Unlike the False Claims Act, SOX does not allow an individual to bring a “qui tam” lawsuit or to recover a reward, even if the information provided by the employee is used successfully by the government. However, Dodd-Frank (the Wall Street Reform and Consumer Protection Act) amended SOX to create whistleblower protections for any employee providing the SEC with “original” information about and ongoing or imminent violation of securities law, participating in an SEC investigation or making required disclosures under SOX. A whistleblower under Dodd-Frank is protected from retaliation and may bring a cause of action for retaliatory discharge without first pursuing administrative remedies, as is required under SOX.

In addition, a Dodd-Frank whistleblower may recover 10-30% of any SEC penalties recovered as a result of the information provided (if the recovery exceeds a million dollars). The amount of the reward paid to the whistleblower is discretionary with the SEC, but this possibility is used as an incentive to encourage employees, including even compliance officers, to report wrongdoing to the SEC.

The whistleblower program under Dodd-Frank has doled out $500 million in total awards as of June 4, 2020. On that date, the SEC announced that it had authorized an award of more than $50 million to a whistleblowing employee, the largest award by the SEC to date.

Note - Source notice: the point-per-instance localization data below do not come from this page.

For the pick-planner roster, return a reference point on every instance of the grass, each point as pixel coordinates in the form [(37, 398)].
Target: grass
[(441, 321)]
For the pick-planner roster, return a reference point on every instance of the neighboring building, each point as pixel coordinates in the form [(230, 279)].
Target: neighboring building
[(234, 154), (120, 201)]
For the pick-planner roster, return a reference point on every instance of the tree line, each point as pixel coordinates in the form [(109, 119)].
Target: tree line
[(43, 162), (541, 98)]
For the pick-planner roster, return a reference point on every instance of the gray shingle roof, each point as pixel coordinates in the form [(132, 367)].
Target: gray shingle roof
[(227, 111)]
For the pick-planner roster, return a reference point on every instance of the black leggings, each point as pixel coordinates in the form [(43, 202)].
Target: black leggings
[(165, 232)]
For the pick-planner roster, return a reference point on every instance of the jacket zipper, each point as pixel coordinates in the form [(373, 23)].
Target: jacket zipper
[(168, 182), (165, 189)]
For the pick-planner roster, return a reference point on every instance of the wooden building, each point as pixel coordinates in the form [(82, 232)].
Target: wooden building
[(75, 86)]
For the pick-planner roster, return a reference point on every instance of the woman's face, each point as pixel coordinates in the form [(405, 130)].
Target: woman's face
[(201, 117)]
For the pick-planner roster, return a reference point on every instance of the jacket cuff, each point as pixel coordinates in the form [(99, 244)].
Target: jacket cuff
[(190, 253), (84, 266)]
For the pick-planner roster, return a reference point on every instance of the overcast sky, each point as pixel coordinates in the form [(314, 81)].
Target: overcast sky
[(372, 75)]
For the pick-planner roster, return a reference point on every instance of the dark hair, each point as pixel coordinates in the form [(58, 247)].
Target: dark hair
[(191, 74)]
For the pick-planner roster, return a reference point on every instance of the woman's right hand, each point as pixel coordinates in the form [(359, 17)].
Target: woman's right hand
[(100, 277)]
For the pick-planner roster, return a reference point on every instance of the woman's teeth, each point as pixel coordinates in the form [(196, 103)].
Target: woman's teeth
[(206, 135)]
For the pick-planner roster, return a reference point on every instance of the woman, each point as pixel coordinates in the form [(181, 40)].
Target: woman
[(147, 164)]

Supervisor training is necessary

An employer may be held liable under SOX even if the employee is incorrect in asserting that a violation of law has occurred, so long as the employee’s belief that a violation has occurred is reasonably held. Further, SOX protects any employee who brings such information to the attention of a supervisor or any other person within the company who has authority to remedy misconduct. Publicly traded employers will need to train managers and supervisors to ensure that they are aware that retaliation against employees who provide such protected information is unlawful.

Internal procedures should also be developed to ensure that protected information is properly reported to responsible officials of the company, including implementation of a Corporate Responsibility Policy as a part of the company’s overall efforts to ensure compliance with legal requirements, as well as to communicate to employees the company’s internal business ethics requirements.